I have some problems with the Python SDK. when I t...
# help
s
I have some problems with the Python SDK. when I try to upload a file to LakeFS with metadata as a dict. When I check the metadata online or when read by the python SDK there is only the first entry from the metadata present. I have the same problem whether I use the object.upload or the object.write method.I'm not sure if there is a Problem on my side or with LakeFS. Here is the code I'm using at the Moment:
Copy code
with open(filename, "r+b") as f:
  with self.branch_data.object(path=self._string_builder()).writer( mode="wb", metadata=meta_data) as writer:
    writer.write(f.read())
The dict is converted to type str:str beforehand
n
@Sebastian Haugg Hi! Why are you converting the dict to a string?
s
No, sorry for not making it clear, Im converting the entries to string beforehand. If the entries are eg. {"a": 1, "b": 0.01, "c": "text"} it would be converted to {"a": "1", "b": "0.01", "c": "text"}
n
Which SDK version are you currently using?

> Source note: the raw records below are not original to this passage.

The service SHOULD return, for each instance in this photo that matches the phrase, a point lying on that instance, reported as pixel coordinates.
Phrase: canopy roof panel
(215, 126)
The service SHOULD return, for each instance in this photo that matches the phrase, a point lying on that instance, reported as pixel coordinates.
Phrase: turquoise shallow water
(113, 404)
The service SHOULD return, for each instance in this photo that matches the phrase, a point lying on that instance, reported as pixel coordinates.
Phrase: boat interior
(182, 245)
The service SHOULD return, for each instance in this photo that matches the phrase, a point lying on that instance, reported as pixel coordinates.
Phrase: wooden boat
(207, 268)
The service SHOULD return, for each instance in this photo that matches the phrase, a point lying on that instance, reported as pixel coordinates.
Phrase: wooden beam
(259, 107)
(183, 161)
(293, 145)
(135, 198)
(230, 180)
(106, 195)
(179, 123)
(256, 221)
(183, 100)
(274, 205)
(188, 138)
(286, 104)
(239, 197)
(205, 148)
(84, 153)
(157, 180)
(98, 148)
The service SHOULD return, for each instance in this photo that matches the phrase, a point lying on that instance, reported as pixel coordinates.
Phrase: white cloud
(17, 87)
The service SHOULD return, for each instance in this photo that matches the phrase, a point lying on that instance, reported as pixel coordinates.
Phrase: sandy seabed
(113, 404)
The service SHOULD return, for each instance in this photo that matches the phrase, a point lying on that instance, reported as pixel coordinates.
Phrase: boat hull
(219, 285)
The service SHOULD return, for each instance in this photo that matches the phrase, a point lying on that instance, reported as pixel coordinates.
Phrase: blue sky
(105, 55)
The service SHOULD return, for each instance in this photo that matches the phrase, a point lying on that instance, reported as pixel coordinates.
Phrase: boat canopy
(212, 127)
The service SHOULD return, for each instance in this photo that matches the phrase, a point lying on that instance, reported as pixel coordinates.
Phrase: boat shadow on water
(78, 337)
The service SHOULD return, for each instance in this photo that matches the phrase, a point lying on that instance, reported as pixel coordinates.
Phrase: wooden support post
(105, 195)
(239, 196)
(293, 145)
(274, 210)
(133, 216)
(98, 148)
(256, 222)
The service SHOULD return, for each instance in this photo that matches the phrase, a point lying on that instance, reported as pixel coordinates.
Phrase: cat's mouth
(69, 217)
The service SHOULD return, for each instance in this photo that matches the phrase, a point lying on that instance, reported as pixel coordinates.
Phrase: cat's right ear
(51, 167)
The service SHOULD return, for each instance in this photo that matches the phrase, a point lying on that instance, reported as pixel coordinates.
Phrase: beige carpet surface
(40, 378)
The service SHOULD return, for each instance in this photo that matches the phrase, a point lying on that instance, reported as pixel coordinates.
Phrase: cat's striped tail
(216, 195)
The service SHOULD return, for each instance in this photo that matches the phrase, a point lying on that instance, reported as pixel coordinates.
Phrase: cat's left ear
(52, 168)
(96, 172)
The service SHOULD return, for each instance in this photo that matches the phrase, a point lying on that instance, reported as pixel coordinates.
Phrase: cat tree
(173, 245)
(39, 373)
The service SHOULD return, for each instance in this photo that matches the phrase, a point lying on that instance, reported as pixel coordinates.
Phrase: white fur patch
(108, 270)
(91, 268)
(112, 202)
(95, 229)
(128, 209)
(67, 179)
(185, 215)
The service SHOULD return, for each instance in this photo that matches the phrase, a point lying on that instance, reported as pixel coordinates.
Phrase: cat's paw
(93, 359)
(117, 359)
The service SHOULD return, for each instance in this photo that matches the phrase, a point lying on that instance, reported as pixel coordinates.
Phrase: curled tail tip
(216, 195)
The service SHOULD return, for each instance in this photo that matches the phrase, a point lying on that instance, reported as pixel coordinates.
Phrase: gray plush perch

Can you please try to print the meta_data parameter before running the writer line
s
lakefs: 0.4.1 lakefs-sdk: 1.13.0 will add meta_data output as soon as Code is finished running
e
Thank you @Sebastian Haugg Can you please try to print
meta_data
before calling
writer.write
and post it here?
s
`print(meta_data)`output before calling the context manager:
{'Preprocessor': 'CDE', 'scaling_period': '35', 'n_target_days': '1', 'replace_zeros': 'True', 'remove_density': '0.01'}
Output after calling the context manager(just to be sure):
{'Preprocessor': 'CDE', 'scaling_period': '35', 'n_target_days': '1', 'replace_zeros': 'True', 'remove_density': '0.01'}
n
How did you identify you only have the first key in the metadata?
Can you try a stat object command after the write and look at the metadata returned?
s
re 1) in the web-ui in the object-info it only displays the first entry(see screenshot) and additionally when I read the metadata at another place in the code with `obj.stats().metadata`then the resulting dictionary only has the first entry of the "original" matedata. re 2) the `stats()`call right after writing the object returns
{'path': 'gold/<customer>/File-Full.parquet', 'physical_address': 's3://<repo>/data/<uuid>/<uuid>', 'physical_address_expiry': None, 'checksum': 'abc123a068516cc2fcdd11bfff789xyz', 'size_bytes': 134440782, 'mtime': 1714126066, 'metadata': {'preprocessor': 'CDE'}, 'content_type': 'application/octet-stream'}
, which I redacted a little bit because of the policy at my company.
n
That's so strange... I am not able to reproduce your issue in my setup. Can you please provide a minimal code snippet that reproduces the issue
s
Since the Code contains highly private information and I'm not sure what and what not to share my supervisor will take this issue to the private help-channel from the company. All further discussion will be held there. Thank you for your time so far 😄 and have a nice Weekend
n
Have a good weekend